Now, thanks to General Electric, the options free lunch is in its final days. GE’s announcement last week that it will start subtracting options from its reported profits is a pivotal event, because GE is the country’s biggest company in terms of stock-market value, and its influence is immense. Coca-Cola started the current stampede with a surprise decision in mid-July to treat options as an expense. Before that, only a handful of firms did so. Now more than 30 companies from Ambac to Wachovia have joined the bandwagon. Recently adopted international accounting standards would have probably brought the free-options era to a close in a few years, but by stepping up now, companies look like good guys. “The world will eventually separate those who stepped up voluntarily from the 10 percent who were dragged into it,” says Warren Buffett, who for years has nagged companies to treat options as an expense, “and won’t buy stock in any of the 10 percent.”
Obviously, Coke et al. aren’t acting out of totally unselfish motives. In these scandal-ridden, bear-market days, with disgraced executives taking perp walks in handcuffs and others taking the Fifth Amendment in televised congressional hearings, companies want to be seen doing something to look like good guys. And to restore investors’ faith in their bookkeeping. GE has been under attack for opaque, opportunistic accounting. So it’s expensing options and forcing its top executives to hold stock rather than cashing in options profits. Stanley Works has given up its plan to duck U.S. taxes by opening a mail drop in Bermuda. PricewaterhouseCoopers’s PwC Consulting, which was also trying to play the Bermuda tax-dodge game, decided instead to sell itself to IBM.

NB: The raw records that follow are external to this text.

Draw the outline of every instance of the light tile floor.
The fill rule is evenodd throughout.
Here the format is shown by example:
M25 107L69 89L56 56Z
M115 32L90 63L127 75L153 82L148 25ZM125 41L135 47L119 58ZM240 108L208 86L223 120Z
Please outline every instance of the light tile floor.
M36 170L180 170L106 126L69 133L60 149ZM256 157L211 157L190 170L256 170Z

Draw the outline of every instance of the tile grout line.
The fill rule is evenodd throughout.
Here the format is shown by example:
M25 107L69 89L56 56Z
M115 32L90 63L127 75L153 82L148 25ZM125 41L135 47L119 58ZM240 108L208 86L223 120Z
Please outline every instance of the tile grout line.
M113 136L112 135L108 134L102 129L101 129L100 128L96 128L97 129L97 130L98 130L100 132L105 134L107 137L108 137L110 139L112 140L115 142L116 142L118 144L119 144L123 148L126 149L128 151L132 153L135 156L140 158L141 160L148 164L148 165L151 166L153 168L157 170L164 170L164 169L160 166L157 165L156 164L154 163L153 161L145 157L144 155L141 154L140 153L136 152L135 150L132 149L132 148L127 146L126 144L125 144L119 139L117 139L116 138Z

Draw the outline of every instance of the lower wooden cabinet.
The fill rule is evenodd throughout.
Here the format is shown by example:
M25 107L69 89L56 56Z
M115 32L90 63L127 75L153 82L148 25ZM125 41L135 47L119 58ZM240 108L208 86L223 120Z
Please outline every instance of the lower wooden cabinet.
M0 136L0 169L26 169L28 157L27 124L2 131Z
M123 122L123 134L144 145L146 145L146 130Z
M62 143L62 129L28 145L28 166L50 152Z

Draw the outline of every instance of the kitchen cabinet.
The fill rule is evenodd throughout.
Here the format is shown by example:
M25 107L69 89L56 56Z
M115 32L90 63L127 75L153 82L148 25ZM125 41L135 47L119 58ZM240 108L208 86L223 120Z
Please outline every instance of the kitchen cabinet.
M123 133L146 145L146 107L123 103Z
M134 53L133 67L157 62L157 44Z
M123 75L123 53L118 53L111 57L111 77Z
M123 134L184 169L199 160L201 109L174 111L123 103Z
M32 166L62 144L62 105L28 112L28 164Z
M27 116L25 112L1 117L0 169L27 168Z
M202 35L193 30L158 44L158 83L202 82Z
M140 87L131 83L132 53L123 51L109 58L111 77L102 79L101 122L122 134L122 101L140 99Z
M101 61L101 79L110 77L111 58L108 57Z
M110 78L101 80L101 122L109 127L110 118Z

Before we proceed, some disclosures. Buffett is on the board of NEWSWEEK’s owner, The Washington Post Company, which was right behind Coke in announcing plans to consider options an expense. And I own about $12,000 of stock in Buffett’s company, Berkshire Hathaway, through NEWSWEEK’s 401(k) plan.
Back to the main event. With options-accounting reform inevitable, let’s see what this change means. And why it’s not a magic cure for what ails the stock market.
An option gives an employee the right–but not the obligation–to buy stock at a fixed price for a fixed period, generally 10 years. That right is very valuable. Say you have an option to buy 1,000 shares of Coke at Friday’s closing price of $50.10. You’ve got the same profit potential as someone who shelled out $50,100 for the stock, but you don’t have to lay out any money and you don’t risk a loss if the price falls. Placing a value on this right gets a little esoteric. But with the right software and databases, you can use the widely accepted Black-Scholes options-pricing formula to come up with a reasonable guess.
Coke, influenced by the market-savvy Buffett, who’s on its board, has gone a step further. It will get bids on options for 10,000 Coke shares, then apply the per-share price to the 25 million or so options it grants annually. This gives Coke an idea of its true options cost: how much outsiders would pay for the options that Coke is giving away to employees.
Other companies will value options the same way they currently do in financial footnotes. Some are waiting to see what everyone else does. The only thing we can be sure of is that consultants are going to make lots of money issuing high-ball or low-ball option-cost numbers. That’s not perfect–but it’s sure better than pretending that options, which employees value highly, don’t cost employers anything. This accounting fantasy leads companies to give CEOs options rather than restricted stock, which counts as an expense. The options obsession contributes mightily to an atmosphere in which goosing the stock price is paramount.
Treating options as an expense won’t get the Dow back to 11,000 tomorrow, or the Nasdaq to 5000. It will restore some investor confidence–but won’t solve the problem of stock prices as a whole still being high, or foreign investors bailing out. Sure, it would be great if a mere accounting change could make all of us investors rich again. But that would be a free lunch. And we know those don’t exist. Don’t we?